In our previous posts we’ve covered how to attract talent to small organizations and how to reward your staff. The third post in this series will address something that’s extremely critical, yet quite intangible in any organization, culture. Developing and sustaining a strong corporate culture is not something that can be achieved overnight. There are a range of factors that need to align correctly in order for any company, big or small, to affect change in this area.
Readers of this blog are probably not working for Fortune 500 companies, so we’re going to direct our advice towards small to medium sized businesses. New companies and startups have the opportunity to start from a clean slate, more established businesses already have a corporate culture, they just need to define it first before looking to change it. We’re going to work off the premise that you have a company culture that you’re looking to improve on, that angles suits best. There are a number of ways to cultivate and maintain a strong workplace culture and we will address those here.
Training and Development
At the heart of a person’s identity at work is their role and their place in the company. No person wants to sit still and not learn new things or progress. Providing staff with avenues to develop themselves professionally is a critical starting point. This is linked to our last post about rewarding staff, so we won’t revisit that here, but role diversity, opportunities to learn new tasks, systems, roles and expand, grow and get promoted are fundamental to a happy worker and workplace. Now that this is out of the way, we can talk about some of the more fun things you can focus on.
Team Building and Training Days
These days don’t need to be reserved as prizes for performance or meeting sales targets. Company wide or team based days are great for developing a strong culture. Companies in this industry provide hundreds of options starting with the more casual cooking classes, paintball and go-cart racing days out. These are good ideas for bonding, socializing and having fun as a team.
At the other end of the scale you can find more technical corporate options that range from problem solving to skills development courses. One team building experience I recall fondly was a full-day seminar run by Afterburner Australia who were a team of former fighter pilots. They taught our management team how fighter pilots assess their missions and how these same winning techniques can be applied to the corporate world. Completely different but still a fantastic problem solving type day out. In another team day out I recall our team of six staff being locked in a room that we had to escape from within two hours. Think the movie Saw. That might sound like a nightmare rather than a team building exercise, but it had the same net result – team bonding.
The key point to stress here is that team building days don’t have to be alcohol fueled rewards days for sales teams or achievement based schemes.
Perks of the Job
It’s common to envy your friends and jobs. Why? You’ve never stepped into their office, never done their job, but you have heard about the perks of their job. This is one of the tangible elements that people attach to a good work culture. People love to feel like they are winning. Getting free extras at work is great for the psyche of the employee. It doesn’t have to cost much for the employer either.

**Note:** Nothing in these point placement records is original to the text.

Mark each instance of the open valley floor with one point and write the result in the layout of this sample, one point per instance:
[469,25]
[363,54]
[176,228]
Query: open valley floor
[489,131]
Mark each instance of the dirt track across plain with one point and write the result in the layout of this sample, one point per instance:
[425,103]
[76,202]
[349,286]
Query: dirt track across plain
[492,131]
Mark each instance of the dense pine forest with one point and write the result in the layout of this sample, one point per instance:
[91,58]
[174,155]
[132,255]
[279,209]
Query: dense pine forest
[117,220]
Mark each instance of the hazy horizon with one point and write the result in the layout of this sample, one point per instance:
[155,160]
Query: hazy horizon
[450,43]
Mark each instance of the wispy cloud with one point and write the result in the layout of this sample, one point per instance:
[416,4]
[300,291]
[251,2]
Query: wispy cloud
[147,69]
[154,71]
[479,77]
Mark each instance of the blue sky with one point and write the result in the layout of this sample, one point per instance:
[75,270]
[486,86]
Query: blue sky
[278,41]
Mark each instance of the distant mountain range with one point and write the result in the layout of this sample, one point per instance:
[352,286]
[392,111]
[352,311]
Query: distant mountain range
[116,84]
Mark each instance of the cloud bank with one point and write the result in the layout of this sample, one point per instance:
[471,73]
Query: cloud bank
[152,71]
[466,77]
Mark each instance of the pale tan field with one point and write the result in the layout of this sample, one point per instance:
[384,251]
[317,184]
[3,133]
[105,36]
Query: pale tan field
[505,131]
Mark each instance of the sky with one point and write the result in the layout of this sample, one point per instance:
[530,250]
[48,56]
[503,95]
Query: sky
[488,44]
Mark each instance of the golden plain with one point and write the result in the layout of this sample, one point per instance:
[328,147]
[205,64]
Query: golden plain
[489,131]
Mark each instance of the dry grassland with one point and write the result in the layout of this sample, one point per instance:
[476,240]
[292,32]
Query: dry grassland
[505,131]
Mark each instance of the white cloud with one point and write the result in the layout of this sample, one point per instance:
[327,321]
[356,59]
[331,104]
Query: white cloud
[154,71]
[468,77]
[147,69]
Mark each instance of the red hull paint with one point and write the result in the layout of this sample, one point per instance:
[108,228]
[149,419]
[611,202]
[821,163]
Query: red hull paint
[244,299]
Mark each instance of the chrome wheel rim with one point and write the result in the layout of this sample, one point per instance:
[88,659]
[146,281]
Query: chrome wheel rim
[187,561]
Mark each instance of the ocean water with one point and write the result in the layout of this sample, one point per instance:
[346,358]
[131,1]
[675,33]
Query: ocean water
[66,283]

- Language Classes: Everyone would like to learn a language, but most people never get around to it. Offer Spanish classes at lunch once a week. A Spanish tutor can cost $100 for a group class, that’s not much to pay and can be written off as a tax expense too.
- Yoga Classes: See above example – the cost benefit is high and staff will feel reinvigorated and energized following a lunchtime yoga session.
- Free breakfast: Many tech companies offer this perk, a kitchen stacked with cereals, muesli, fruit, bread and coffee costs very little. It saves staff money and time in the morning though – eating cereal at your desk saves you 10 minutes in a morning routine. Plus it’s free.
- Skills Training: Maybe your staff want to learn computer basic computer programming. Why not offer a one hour class once per week, run by someone in the office who can code.
The options to add value within the workplace are numerous and they don’t have to cost a lot. Think about how people talk about their workplace. They talk about the perks of the job, not the job itself. These are tangible values that employees love.
The Line Between Strong Culture and Productivity
A strong culture in the workplace should not come at the cost of productivity or your ultimate purpose at work, doing your job. A strong culture should enhance a person’s desire to work and contribute because they are personally invested in the company. The feel like they are part of something. People reading this may think that these activities are distractions and reduce hours in the work day/week. On the contrary. People who are happy at work will work harder at work and enjoy their time in the office more.
Finding the balance between relaxed and fun workplace and productive workplace is critical. Many companies have social outings together and a social workplace. Jokes, jibes, and memories from nights out together are great, but management need to find the right line between socializing, switching off and working. Fostering a strong workplace culture is an ongoing endeavor, however it doesn’t have to be complicated, it just takes a little effort from management and the rest will fall into place.